Impact des sanctions

Des décisions qui n’annoncent pas pour autant une rupture entre Washington et le Golfe, alors que l’Arabie saoudite y reste son alliée principale. La tendance dans la région semble également à l’apaisement suite à la levée du blocus contre le Qatar et au rapprochement avec Israël, l’autre allié-clé de Washington, dans le but de consolider le front anti-iranien. Ces conditions pourraient encourager d’autres pays du Conseil de coopération du Golfe à emboiter le pas à Bahreïn et aux EAU, et normaliser leurs relations avec l’État hébreu.
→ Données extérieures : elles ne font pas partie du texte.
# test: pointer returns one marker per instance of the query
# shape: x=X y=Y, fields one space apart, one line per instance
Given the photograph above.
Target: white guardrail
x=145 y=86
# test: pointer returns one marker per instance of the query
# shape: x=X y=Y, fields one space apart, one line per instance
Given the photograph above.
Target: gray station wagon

Des éléments que l’équipe de Joe Biden devraient prendre en compte dans ses calculs régionaux alors qu’elle ne s’apprête pas à renverser les acquis de l’administration précédente sur le dossier israélo-palestinien, à l’instar du déménagement de l’ambassade américaine à Jérusalem. Antony Blinken a toutefois réaffirmé que la nouvelle administration américaine souhaite renouer avec la solution à deux États, bien que « de manière réaliste, il est difficile de voir des perspectives à court terme pour aller de l’avant ». « Ce qui serait important, c’est de s’assurer qu’aucune des parties ne prend des mesures qui rendent le processus plus difficile qu’il ne l’est déjà », a-t-il insisté.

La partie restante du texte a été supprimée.